In preparation for today, I learned that social media has forever changed what it means to build a relationships with a brands deal seekers (who are not necessarily the same as your brand fans). While there is a whole spectrum of approaches, Kate & I summed them up as follows:
Branded, but Separate: Some brands choose to host separate, branded presences laser-focused on deals. Dell hosts both a separate “Dell Deals” Facebook fan page for limited-time deals on new systems and @delloutlet for deals on refurbished equipment that rarely interact with the rest of their social footprint. Similarly Gap has set up a separate @gapoutlet handle and Facebook fan page for the Gap Outlet brand. These have the opportunity to not just spew deals, but create content about what their brands deal-seekers potentially care about – “promotions, ideas from our stylists and budget-wise tips” – even if that differs from the motivations of the rest of their buying audience.
Integrated with Primary Brand Presence: Retailer Best Buy has both @BestBuy and @BestBuy_Deals. The Deals flavor hosts straight deals and no engagement (correctly stated in bio), but the difference here is that @BestBuy will intermittently point to and promote what is happening in the Deals handle. This only works if you are comfortable shining a light on your sweetest deals and nodding to the fact that we are all “deal-seekers” in the right context.
Deals Shared by Third Party Voices: The deal sites themselves also have a personality and a knowledge of their users to bring to the table. Brands who create offers for deal sites and trust in the site’s ability to cultivate their community have much to gain in uptake on their deals. Who wouldn’t want to chow down on this?

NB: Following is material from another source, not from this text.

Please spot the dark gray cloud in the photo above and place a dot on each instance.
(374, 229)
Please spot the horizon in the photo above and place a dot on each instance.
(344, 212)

Stuff your face with greatness tonight! Print a coupon for free chips and queso from Chili’s here: http://bit.ly/bvrtrt (@cheapstingy)
As brands go farther and farther into social media and presences proliferate, the need for clear missions, roles and responsibilities will continue to heighten. The fact that there is no sole “best practice” should be a call to experimentation and optimization for all. Hopefully the challenge of mixing media aimed at different parts of the funnel will not hold it back.